Specifically, these former Secretaries of State wrote, ``Turkey 
is an indispensable partner to our efforts in Iraq and 
Afghanistan, helping U.S. military with access to Turkish 
airspace, military bases, and the border crossing with Iraq . . 
. Turkey is a linchpin in the transshipment of vital cargo and 
fuel resources to U.S. troops, coalition partners and Iraqi 
civilians. Turkish troops serve shoulder-to-shoulder with 
distinction with U.S. and other NATO allies in the Balkans.'' 
House Armed Services Committee Chairman Ike Skelton and House 
Readiness Subcommittee Chairman Congressman Solomon Ortiz also 
voiced concern, at that time, in a separate letter to Speaker 
Pelosi, and cautioned that ``approving [such a measure] in the 
House of Representatives would be counterproductive to U.S. 
national interests in the Middle East and could hinder 
America's ability to strategically redeploy U.S. military 
forces from Iraq.'' Further information on these and related 
issues was also provided at the time by the Executive Branch, 
in classified form, to assist the committee members in their 
consideration of the measure then before the committee.
    When House Resolution 252 was scheduled for markup by the 
committee, the Minority on the committee and the Minority 
Leadership of the House requested current assessments from the 
Executive Branch regarding the bilateral relationship between 
the U.S. and both Turkey and Armenia and the potential 
implications for U.S. national security and strategic interests 
of committee adoption of the measure. Despite repeated 
inquiries, such updated materials were not provided in any 
form.
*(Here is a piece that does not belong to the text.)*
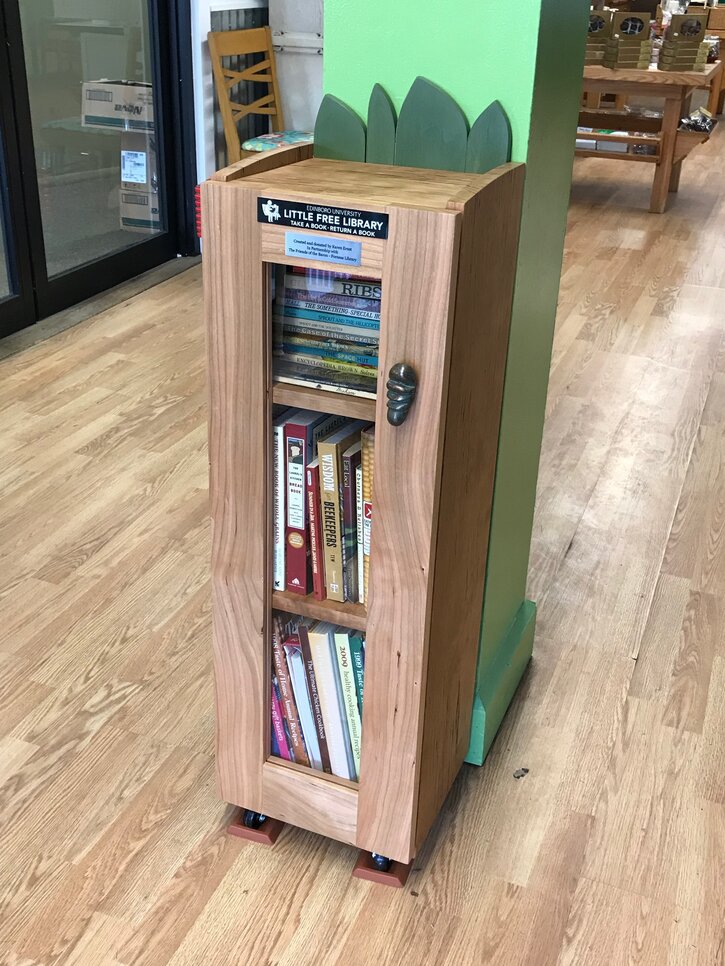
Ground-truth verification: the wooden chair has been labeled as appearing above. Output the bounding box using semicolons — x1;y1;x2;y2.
208;26;312;163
However, news reports published in the days surrounding 
committee consideration of the resolution, highlighted the 
current Administration's opposition to the committee's action 
on H. Res. 252 on March 4, 2010:

          ``In a last-ditch attempt to avoid a vote, Secretary 
        of State Hillary Clinton telephoned Howard Berman, the 
        House Foreign Affairs Committee chairman . . . to 
        highlight the potential fallout.'' (The Times of 
        London, March 4, 2010)
          ``. . . Clinton said her government would `work very 
        hard to make sure it does not go to the House floor.' 
        US President Barack Obama's administration had been 
        silent about the resolution until shortly before the 
        vote at the House of Representatives, when it said it 
        opposed its passage.'' (The Jerusalem Post, March 5, 
        2010)
          ``The U.S. Secretary of Defense said on Saturday. . . 
        . `We certainly hope that the Congress and the House of 
        Representatives take this measure no further.''' 
        (Turkish English Language Daily-Todays Zaman, March 14, 
        2010)

    Further, as the United States is currently engaged in 
complex efforts to compel the Iranian regime to abandon its 
nuclear program and all other activities that threaten the 
United States, our interests, and our allies, the committee and 
the Congress should consider Turkey and Armenia's actions vis-
a-vis Iran and the potential impact that adoption of H. Res. 
252 could have on the ability of the U.S. to secure cooperation 
from both countries in isolating the Iranian regime. In recent 
months, Turkey has voted against stronger sanctions against 
Iran in the United Nations Security Council, has emphatically 
stated that energy agreements with Iran shall continue, and has 
signed agreements for a $1 billion gas pipeline deal and for 
the liberalization of visas for travel between the two 
countries. For its part, Armenia, as the State Department noted 
in its 2008 Country Reports on Terrorism, has been 
``reluctant'' to engage in international efforts to criticize 
or pressure Iran to abandon its nuclear ambitions. Armenia and 
Iran have instead continued to strengthen their cooperative 
relations on finance, transportation and energy-related 
projects. As this report is being written, Iranian Foreign 
Minister Manouchehr Mottaki and Armenian Foreign Minister 
Eduard Nalbandian have in fact announced the two countries' 
intention to further increase bilateral ties.
    Ultimately, congressional action on issues addressed in H. 
Res. 252 affecting Armenia and Turkey should focus on 
encouraging the governments of the two countries to 
reinvigorate their earlier, tentative agreement, embodied in 
the protocols of 2009, to establish a joint historical 
commission to conduct an impartial inquiry, toward an 
improvement of relations between the governments and the people 
of Turkey and Armenia.

                                   Ileana Ros-Lehtinen.
                                   Dan Burton.
                                   Jeff Flake.
                                   Joe Wilson.
                                   Ted Poe.
                                   Bob Inglis.